I compile the Intel one with: -O2 -fpp -qopenmp Then, I link to MKL -lmkl_rt
I compile the gfortran one with: -O2 -cpp -fopenmp Then, I link to openblas with -lopenblas
The sequential execution, is already 1.7 times slower for GNU VS Intel. If I dare ask for multithreading, Intel becomes faster with Gnu slower. Everything in the code is the same. I’ve tried this on Windows using MSYS2 and Intel 2024.2 and on Linux Mint with the same versions. Similarly, same performance.
How did you install/build OpenBLAS? The slow-down in “local system build & factorizarion” could probably be attributed to differences in the LAPACK routines. For MacOS it might be worth linking with the Apple Accelerate library instead (with gfortran you just have to add -framework Accelerate).
A slow-down from 1.6 to 2.8 seconds, doesn’t seem like the end of the world. I imagine your true computations are much bigger than this?
I believe that the difference is due to the math libraries not exactly the GNU compilers. If you want to find out the reason you could use a profiler to find which routines are taking the longest time and I’d bet you’d see the difference.
As @ivanpribec suggested, linking to the apple math libraries would be great. He has done some benchmarks that show they’re very nice
For the openblas, I use the libraries “shipped” with MSYS2 or the Linux Mint repo. I did not compile from scratch.
This simulation is part of a sequential decision making algorithm. That is, a python script calls this executable 500-1000 times. So, 1.2 seconds difference times 500-1000 gives a significant difference.
Nevertheless, I was more shocked by the slowdown when multithreading is used.
I’ll try the trick with the Mac but I don’t own a mac, so the user will have to do it.
On the mac, you will find that -framework Accelerate is much faster than -lopenblas, however, I think you lose some fine control over the multithreading behavior because the apple library does some of its own multithreading internally.
Also, if you need to use some of the single precision blas functions, the apple library has some of the common precision errors that occur in many blas libraries. The openblas library on the Mac does NOT have these errors. This is discussed here. How many BLAS libraries have this error? There is a workaround for these errors, so that is another option.

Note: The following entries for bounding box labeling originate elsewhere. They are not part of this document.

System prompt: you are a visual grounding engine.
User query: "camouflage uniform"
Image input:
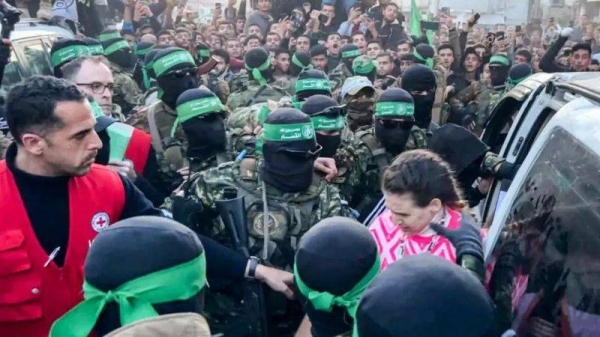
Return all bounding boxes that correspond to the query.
[110,63,144,114]
[349,126,428,212]
[227,81,288,111]
[450,81,506,131]
[166,158,347,247]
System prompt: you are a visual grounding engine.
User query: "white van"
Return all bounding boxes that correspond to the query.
[483,73,600,337]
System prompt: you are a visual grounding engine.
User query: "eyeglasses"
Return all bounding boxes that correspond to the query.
[377,119,415,131]
[75,82,115,94]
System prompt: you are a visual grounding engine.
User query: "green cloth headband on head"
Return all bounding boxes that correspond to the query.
[294,254,381,318]
[413,49,434,69]
[104,40,131,55]
[261,121,315,142]
[50,254,206,337]
[342,49,362,59]
[52,46,92,67]
[98,32,121,42]
[171,97,223,137]
[245,57,271,87]
[310,116,344,131]
[352,61,375,75]
[490,55,510,67]
[292,54,312,70]
[152,50,196,77]
[198,49,210,57]
[294,78,331,93]
[88,44,104,55]
[375,102,415,118]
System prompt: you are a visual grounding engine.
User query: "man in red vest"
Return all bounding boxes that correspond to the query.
[0,76,291,337]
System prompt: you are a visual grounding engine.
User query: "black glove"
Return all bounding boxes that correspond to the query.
[431,212,483,264]
[171,196,204,227]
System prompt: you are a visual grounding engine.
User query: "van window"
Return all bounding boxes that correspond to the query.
[490,127,600,336]
[23,40,53,76]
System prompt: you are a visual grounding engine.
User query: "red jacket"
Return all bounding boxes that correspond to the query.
[0,160,125,337]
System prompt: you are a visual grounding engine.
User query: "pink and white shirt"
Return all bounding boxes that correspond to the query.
[369,207,461,271]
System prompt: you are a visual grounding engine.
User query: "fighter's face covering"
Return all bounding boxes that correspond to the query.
[316,131,342,158]
[490,65,509,87]
[260,142,319,193]
[158,70,198,109]
[413,91,435,129]
[375,119,414,156]
[109,50,137,71]
[181,113,227,159]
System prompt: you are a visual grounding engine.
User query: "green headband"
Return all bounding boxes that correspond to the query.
[413,49,434,69]
[352,61,375,75]
[171,97,223,137]
[198,49,210,57]
[292,54,312,70]
[245,57,271,87]
[261,121,315,142]
[152,50,196,77]
[507,73,533,89]
[104,40,131,55]
[98,32,121,42]
[106,123,134,160]
[342,49,362,59]
[310,116,344,131]
[88,44,104,55]
[52,46,92,67]
[375,102,415,118]
[294,254,381,318]
[50,254,206,337]
[490,55,510,67]
[294,78,331,93]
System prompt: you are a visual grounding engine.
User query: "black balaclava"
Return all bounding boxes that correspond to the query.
[402,64,437,129]
[375,88,415,156]
[429,123,489,191]
[84,216,204,337]
[260,108,320,193]
[244,47,273,86]
[152,47,198,109]
[294,217,380,335]
[196,42,210,66]
[294,69,331,102]
[352,55,377,83]
[340,43,362,74]
[413,43,435,69]
[506,63,533,89]
[177,89,227,160]
[290,51,312,76]
[50,39,91,78]
[302,95,344,158]
[81,36,104,56]
[102,37,136,72]
[356,254,495,337]
[490,54,510,87]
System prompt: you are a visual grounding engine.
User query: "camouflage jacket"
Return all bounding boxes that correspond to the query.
[166,158,347,241]
[110,64,144,114]
[227,77,289,111]
[351,126,428,205]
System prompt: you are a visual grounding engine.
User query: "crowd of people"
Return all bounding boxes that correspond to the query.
[0,0,600,337]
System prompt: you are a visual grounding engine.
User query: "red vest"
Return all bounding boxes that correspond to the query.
[0,160,125,337]
[125,128,152,174]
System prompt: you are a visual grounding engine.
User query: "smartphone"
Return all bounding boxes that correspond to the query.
[421,21,440,30]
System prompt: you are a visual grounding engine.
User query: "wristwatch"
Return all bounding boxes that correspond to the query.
[248,256,260,279]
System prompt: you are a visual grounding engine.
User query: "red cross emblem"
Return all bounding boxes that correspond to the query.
[92,212,110,232]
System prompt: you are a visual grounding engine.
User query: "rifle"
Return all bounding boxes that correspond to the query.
[215,187,268,337]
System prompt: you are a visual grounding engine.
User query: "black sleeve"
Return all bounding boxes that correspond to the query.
[119,175,163,220]
[540,36,571,73]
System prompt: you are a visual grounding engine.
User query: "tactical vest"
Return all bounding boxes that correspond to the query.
[230,158,327,241]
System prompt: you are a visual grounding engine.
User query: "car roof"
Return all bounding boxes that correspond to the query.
[4,19,75,41]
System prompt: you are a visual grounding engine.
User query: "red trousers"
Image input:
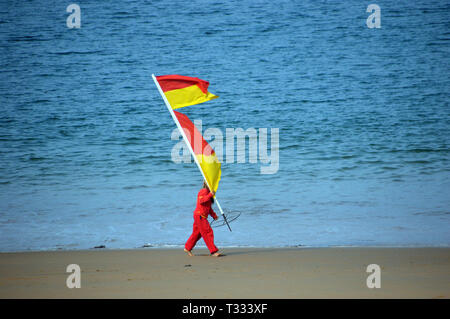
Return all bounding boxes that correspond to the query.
[184,215,219,254]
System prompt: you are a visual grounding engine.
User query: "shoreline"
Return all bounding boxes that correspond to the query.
[0,246,450,299]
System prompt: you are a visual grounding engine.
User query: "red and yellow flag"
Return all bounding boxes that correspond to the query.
[156,74,218,109]
[174,111,221,191]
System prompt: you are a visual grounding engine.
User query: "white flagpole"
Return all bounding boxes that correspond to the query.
[152,74,231,231]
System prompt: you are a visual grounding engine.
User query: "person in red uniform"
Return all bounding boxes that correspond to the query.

Apple has been notified of these library errors, several years ago now, but I think they still persist because the library test suite also has the error, so if you just correct the error in the library, it appears to fail the tests. One must also correct the test code together with the library code. We all have the K&R C compiler convention to thank for this decades long programmer mess.
I am not sure of the build history for your libraries, but for my multi-threaded solvers using Gfortran, I include “-O3 -march=native -fopenmp” which can reliably improve performance for my computation.
I also use “-ffast-math -fstack-arrays” although where multi-threading is not effective, these may have marginal effect.
I have also removed “hyper-threading” for cases of poor OMP efficiency. You could also experiment with fewer threads as it appears that your computation is limited by memory bandwidth or cache size, both of which are dependent on hardware rather than compiler options.
Did you do the different tests on the same hardware or is it compiler and hardware linked tests ? Memory bandwidth and cache size are significant where poor threading efficiency occurs.
Multi-threading does have significant startup overheads (~10,000 processor cycles) so lots of small !$OMP regions can be ineffective. Intel was better than Gfortran for this when I tested years ago, but tuning these types of problems can always change. (Possibly exclude small computation load loops from !$OMP?)
Using multiple hardware options is also challenging where mutti-threading is as ineffective as you are reporting.